Underemployment reaches crisis proportions
According to a Quito university study, the next government will face an “underemployment crisis of growing proportions.” The University of San Francisco-Quito study reports that of the eight million Ecuadorians who are employed, 5.5 million are working at a “basic survival level,” many of them below the official poverty line.

“The government reports that the unemployment rate is declining but what it is not saying is that the majority of those with employment – even full-time employment – are under-employed, struggling to cover their basic needs,” says Ricardo Bermeo, who heads the university study. “Some of those counted among the employed can also be included as living in extreme poverty.”

Bermeo says that the majority of Ecuadorian workers are part of the informal labor market and do not contribute to the national Social Security system (IESS) or pay income tax. “This is a problem not only for workers but for the IESS system as well. The workers cannot take advantage of IESS health care and, when they are too old to work, they will have no retirement income,” he says. “At the same time, there are not enough workers on the record to help fund IESS for those who are enrolled.”

Bermeo disputes the government estimate that 53% of working Ecuadorians are in the informal market. “The real number is probably about 65%, possibly higher. This is a problem in all of Latin America but it is more acute in Ecuador due to the inadequate tax base.”

City targets ‘dangerous bicycles’
The Cuenca mayor’s office is meeting with National Police command to develop plans to control what it calls “out-of-control bicyclists.” The meetings follow three recent accidents that left two pedestrians and one cyclist injured.
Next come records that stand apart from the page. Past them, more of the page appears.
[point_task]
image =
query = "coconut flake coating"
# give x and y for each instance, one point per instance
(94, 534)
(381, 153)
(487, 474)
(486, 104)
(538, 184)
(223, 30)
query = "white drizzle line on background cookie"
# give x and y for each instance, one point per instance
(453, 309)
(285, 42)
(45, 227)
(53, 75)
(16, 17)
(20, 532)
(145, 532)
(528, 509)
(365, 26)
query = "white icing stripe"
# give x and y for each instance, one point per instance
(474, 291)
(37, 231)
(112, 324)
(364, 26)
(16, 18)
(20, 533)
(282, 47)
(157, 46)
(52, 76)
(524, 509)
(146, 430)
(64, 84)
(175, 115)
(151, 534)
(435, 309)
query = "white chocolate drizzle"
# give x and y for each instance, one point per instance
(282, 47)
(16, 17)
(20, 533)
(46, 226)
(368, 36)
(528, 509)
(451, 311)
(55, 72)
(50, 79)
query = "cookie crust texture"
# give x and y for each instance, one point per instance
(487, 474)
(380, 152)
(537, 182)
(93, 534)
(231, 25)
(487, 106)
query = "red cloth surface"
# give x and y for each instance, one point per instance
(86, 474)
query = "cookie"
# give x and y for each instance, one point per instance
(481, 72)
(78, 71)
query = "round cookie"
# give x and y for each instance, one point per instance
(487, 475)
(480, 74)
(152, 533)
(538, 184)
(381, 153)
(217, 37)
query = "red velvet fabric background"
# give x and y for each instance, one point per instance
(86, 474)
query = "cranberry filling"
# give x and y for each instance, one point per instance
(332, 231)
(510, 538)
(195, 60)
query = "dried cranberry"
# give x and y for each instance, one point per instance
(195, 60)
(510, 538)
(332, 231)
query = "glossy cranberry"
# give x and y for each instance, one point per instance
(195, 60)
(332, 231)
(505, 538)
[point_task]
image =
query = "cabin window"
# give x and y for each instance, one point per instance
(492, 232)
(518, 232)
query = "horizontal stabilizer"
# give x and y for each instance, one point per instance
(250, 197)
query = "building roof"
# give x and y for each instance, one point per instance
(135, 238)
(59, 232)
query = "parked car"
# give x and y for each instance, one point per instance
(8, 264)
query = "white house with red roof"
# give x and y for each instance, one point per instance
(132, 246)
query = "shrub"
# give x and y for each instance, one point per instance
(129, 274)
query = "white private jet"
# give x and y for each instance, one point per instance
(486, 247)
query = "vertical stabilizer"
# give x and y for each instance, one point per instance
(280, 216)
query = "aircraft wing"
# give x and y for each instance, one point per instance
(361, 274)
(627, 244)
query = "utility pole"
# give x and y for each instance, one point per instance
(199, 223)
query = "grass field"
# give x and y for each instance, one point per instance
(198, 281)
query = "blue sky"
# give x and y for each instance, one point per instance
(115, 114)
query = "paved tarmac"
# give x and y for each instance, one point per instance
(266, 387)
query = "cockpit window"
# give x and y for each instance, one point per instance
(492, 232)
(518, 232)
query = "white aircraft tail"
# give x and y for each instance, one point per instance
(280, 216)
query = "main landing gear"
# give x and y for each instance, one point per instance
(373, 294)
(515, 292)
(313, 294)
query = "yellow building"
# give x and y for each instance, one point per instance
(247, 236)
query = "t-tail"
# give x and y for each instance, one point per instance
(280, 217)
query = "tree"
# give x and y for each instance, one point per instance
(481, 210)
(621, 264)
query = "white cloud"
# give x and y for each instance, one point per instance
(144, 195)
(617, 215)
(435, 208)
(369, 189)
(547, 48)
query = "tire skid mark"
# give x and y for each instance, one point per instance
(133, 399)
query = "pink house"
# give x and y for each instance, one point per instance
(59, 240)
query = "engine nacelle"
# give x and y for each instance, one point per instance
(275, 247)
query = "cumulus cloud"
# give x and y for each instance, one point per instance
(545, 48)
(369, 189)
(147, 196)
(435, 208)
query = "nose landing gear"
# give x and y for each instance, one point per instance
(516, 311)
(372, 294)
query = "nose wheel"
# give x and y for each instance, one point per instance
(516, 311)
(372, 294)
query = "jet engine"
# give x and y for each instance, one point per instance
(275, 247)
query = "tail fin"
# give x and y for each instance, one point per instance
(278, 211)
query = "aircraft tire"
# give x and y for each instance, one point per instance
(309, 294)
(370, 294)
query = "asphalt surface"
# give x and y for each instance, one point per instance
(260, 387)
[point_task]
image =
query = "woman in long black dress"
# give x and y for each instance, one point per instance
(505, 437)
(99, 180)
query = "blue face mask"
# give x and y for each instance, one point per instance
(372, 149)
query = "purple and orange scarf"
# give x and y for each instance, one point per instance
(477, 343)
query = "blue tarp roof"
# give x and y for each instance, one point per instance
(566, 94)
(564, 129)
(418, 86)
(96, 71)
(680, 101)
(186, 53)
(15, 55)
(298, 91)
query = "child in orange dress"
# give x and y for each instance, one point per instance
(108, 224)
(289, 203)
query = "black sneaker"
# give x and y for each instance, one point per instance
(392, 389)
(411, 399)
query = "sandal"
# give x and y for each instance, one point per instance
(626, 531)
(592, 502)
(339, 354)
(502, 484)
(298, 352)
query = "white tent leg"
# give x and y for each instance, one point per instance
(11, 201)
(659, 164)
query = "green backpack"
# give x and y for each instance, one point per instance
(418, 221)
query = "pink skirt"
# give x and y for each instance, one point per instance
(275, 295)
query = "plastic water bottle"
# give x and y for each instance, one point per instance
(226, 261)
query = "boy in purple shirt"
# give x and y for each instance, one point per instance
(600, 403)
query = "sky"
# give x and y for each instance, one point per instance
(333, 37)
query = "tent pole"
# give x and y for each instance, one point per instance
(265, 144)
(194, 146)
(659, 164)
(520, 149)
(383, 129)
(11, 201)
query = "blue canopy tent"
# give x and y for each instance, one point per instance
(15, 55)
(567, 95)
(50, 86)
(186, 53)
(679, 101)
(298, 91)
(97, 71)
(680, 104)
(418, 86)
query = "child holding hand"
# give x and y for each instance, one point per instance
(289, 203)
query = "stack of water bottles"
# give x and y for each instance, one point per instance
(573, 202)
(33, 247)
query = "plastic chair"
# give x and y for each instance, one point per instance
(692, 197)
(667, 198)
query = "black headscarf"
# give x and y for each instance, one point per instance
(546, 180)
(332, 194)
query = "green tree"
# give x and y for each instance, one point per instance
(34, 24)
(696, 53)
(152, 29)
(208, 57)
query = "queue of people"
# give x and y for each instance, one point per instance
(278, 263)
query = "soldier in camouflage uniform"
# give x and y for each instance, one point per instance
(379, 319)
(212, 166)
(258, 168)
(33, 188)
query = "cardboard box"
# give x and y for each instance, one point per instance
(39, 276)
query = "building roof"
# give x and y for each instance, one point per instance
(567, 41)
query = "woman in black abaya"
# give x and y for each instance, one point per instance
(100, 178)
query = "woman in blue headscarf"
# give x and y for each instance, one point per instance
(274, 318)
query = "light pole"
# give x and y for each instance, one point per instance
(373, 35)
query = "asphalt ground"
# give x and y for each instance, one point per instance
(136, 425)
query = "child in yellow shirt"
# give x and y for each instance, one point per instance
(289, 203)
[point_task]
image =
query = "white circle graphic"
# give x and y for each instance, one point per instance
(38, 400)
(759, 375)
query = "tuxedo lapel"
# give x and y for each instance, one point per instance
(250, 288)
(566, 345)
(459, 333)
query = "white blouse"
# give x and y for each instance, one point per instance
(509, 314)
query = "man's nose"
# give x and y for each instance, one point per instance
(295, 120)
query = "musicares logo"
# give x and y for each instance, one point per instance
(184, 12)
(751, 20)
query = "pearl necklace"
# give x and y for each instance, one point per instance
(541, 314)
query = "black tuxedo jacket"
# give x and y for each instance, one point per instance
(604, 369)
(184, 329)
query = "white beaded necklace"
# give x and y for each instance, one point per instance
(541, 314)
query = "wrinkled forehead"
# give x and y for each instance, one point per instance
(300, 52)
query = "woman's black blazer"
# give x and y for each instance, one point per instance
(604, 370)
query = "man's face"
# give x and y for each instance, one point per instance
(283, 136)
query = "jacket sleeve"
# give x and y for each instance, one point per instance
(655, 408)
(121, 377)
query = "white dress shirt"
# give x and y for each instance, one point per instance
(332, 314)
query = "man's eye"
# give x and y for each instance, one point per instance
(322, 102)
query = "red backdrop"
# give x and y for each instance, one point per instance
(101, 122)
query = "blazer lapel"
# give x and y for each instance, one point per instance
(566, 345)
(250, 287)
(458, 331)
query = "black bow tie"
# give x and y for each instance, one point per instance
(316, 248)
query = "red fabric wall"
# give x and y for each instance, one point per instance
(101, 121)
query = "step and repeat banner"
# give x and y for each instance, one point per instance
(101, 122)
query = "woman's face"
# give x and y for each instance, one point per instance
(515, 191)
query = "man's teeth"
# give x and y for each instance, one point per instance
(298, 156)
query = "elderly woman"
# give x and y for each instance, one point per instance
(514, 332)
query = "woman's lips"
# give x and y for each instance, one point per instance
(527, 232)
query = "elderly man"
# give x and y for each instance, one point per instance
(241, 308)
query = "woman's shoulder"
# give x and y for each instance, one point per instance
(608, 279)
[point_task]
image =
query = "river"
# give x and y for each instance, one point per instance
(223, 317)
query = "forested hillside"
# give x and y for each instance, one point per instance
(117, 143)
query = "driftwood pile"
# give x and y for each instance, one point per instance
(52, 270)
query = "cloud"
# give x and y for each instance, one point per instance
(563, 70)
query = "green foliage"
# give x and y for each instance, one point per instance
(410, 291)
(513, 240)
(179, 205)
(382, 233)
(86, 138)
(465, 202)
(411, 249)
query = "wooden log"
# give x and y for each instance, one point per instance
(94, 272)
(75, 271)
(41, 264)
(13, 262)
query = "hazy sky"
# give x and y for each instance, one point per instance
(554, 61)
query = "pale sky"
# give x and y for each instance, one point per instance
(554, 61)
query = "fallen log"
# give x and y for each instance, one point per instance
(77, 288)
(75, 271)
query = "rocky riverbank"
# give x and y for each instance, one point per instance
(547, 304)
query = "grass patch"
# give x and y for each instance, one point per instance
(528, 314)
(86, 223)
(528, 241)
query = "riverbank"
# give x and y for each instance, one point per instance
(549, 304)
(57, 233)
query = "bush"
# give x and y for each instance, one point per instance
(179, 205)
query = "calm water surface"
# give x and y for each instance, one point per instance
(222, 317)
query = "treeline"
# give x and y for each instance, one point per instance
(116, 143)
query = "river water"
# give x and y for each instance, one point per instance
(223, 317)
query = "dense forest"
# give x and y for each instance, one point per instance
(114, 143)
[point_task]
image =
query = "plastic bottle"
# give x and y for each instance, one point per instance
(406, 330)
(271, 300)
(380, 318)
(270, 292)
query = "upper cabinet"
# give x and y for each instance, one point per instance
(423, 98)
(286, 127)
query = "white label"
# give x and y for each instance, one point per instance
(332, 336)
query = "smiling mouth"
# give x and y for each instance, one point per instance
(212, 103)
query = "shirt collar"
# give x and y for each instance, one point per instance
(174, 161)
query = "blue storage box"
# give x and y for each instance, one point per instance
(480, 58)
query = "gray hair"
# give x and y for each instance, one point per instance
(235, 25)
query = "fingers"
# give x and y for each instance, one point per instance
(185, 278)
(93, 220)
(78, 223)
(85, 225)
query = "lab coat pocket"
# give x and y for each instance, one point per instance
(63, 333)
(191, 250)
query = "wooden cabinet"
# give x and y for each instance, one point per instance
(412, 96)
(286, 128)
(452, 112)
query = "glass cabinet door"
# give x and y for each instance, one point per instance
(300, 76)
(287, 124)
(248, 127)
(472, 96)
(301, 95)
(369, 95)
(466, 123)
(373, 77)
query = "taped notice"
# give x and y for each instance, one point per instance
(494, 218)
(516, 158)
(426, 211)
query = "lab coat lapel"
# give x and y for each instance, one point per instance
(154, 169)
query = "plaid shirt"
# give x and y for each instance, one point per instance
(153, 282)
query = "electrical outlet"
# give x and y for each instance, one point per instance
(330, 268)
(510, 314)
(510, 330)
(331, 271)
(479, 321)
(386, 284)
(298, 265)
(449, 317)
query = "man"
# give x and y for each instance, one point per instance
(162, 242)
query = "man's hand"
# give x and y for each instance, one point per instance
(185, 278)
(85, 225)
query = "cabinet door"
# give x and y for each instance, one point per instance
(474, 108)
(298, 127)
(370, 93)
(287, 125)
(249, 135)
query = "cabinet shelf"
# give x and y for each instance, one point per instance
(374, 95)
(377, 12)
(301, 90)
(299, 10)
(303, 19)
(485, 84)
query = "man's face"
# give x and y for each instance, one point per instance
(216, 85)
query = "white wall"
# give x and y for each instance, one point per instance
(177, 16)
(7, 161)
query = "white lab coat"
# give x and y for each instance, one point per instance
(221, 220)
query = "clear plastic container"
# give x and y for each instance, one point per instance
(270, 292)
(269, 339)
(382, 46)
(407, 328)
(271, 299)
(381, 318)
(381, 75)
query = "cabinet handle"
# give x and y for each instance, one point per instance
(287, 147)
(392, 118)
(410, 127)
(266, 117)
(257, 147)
In the latest incident, a 53-year-old woman was hospitalized after she was hit by a cyclist on the sidewalk at the intersection of Benigno Malo and Presidente Cordova in El Centro.

“We are seeing too many cyclists running at excessive speed, going the opposite direction on one-way streets, and merging on and off sidewalks with disregard for pedestrians and other traffic,” the mayor’s office said in a statement. The statement continued, saying that although motor vehicle laws do not apply to bicycles, police and Cuenca Citizen Guards have other laws they can apply to reckless cycling.

A spokeswoman for the mayor said the city is also developing rules for motorized stand-up scooters and unicycles.